How do humanitarians perceive the process of designing and implementing assistance in advance of climate hazards? In 2022 the United Nations Office for the Coordination of Humanitarian Affairs (UN OCHA) developed and implemented an early action pilot to address impending extreme flooding in South Sudan. The intervention was concentrated in and around the Bentiu Internally Displaced Persons (IDP) camp, Unity State.
This brief provides findings from a study about involved UN actors’ perceptions of this early action intervention. It contributes evidence on implementing early action (a type of anticipatory action) in complex environments, including for displaced people, and in the face of protracted crises. As the anticipatory action community and other humanitarians seek to address extreme climate events before they occur and broaden the environments in which early and anticipatory action can effectively be undertaken, deeper understanding of processes is important.
Findings include:
- Informants across UN agencies were overwhelmingly positive about the novel structure of the intervention, which included a special task force and a project tracker. Informants explained that having “on-the-ground oversight” from the task force helped keep projects on track and sped up decision-making.
- At the same time, some informants perceived the regular follow-ups with project partners through the task force as an uncomfortable form of micro-managing. Others explained that limited decision-making power of agency staff working at the sub-national level led to delays in implementation. These findings relate to power dynamics and link to larger calls for humanitarian localization in the aid sector.

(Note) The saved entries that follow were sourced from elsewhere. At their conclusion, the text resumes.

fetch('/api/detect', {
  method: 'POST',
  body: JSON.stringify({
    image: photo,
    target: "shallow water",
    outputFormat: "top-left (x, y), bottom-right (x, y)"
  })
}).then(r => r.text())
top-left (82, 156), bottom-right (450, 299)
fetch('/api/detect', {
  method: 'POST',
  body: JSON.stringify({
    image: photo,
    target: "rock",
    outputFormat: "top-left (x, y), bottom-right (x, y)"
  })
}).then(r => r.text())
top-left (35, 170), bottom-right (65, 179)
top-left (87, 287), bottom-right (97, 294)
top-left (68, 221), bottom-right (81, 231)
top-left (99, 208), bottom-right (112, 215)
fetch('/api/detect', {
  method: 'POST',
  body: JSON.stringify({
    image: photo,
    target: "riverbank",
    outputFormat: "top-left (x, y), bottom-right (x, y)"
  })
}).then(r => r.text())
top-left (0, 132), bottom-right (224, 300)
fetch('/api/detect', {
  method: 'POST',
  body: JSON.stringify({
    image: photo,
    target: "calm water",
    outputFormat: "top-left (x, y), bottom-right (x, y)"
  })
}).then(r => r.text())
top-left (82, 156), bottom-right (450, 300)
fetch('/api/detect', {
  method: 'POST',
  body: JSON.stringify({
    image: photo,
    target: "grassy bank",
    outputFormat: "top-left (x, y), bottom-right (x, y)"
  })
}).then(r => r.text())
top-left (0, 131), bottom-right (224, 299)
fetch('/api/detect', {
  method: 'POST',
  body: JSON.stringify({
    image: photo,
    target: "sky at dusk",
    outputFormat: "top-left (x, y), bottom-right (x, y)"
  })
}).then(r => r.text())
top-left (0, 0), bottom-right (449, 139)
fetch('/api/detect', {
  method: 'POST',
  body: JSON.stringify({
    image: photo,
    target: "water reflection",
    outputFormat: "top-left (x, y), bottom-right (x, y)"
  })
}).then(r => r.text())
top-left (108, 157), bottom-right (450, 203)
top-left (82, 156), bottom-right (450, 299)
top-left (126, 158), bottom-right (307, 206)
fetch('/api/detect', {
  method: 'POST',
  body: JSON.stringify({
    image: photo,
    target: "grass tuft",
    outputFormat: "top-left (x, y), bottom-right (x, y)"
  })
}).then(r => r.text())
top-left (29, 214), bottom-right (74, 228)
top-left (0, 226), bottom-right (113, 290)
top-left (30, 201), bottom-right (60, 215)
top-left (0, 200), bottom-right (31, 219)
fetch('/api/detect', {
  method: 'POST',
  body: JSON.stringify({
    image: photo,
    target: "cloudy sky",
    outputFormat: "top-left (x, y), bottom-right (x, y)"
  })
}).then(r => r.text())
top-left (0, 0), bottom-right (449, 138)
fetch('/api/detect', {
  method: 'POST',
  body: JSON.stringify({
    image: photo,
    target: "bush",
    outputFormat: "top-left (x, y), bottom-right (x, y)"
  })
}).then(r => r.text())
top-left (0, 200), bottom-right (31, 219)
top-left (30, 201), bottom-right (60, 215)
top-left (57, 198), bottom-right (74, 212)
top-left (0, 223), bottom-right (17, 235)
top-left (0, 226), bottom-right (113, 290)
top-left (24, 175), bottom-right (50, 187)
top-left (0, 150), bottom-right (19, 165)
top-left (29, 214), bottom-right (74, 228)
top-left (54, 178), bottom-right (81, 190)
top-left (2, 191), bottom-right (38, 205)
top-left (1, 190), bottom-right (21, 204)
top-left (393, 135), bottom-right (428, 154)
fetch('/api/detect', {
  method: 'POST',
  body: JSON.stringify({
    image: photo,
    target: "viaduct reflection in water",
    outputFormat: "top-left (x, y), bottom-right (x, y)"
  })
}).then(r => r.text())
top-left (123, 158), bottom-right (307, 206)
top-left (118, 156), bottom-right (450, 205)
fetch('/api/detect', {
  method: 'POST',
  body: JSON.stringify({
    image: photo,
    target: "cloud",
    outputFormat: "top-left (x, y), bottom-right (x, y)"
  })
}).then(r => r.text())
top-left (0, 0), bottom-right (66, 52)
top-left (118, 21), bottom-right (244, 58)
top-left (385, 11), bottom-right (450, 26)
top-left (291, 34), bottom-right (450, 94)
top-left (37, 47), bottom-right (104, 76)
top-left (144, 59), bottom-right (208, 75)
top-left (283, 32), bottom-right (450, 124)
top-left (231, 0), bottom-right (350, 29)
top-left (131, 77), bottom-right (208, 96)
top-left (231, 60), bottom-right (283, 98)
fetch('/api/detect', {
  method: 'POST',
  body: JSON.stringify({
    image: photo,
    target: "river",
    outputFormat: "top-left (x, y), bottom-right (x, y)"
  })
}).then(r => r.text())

- The majority of informants discussed the need to increase linkages between anticipatory action and development. Suggestions for doing so included increasing adaptive actions, such as building elevated houses for households and paving roads to improve access to difficult-to-reach areas. While little of the literature on anticipatory action considers its role in development processes and programming, or vice versa, this study illustrates that humanitarian practitioners see this link as critical. They believe that better links could enable the humanitarian and development systems to better work together to provide long-term solutions rather than the limited short-term help that anticipatory action was perceived by many as constituting.
This project was undertaken with the cooperation of UN OCHA. The study was conducted as part of the work of the Academic Alliance on Anticipatory Action (4As), a consortium of universities around the world seeking to inform and enhance anticipatory action. The 4As Consortium is funded by USAID and led by Tufts University in partnership with Bangladesh University of Engineering and Technology, Eduardo Mondlane University in Mozambique. Makerere University in Uganda, the National University of Lesotho, University of Namibia, and University of the Philippines.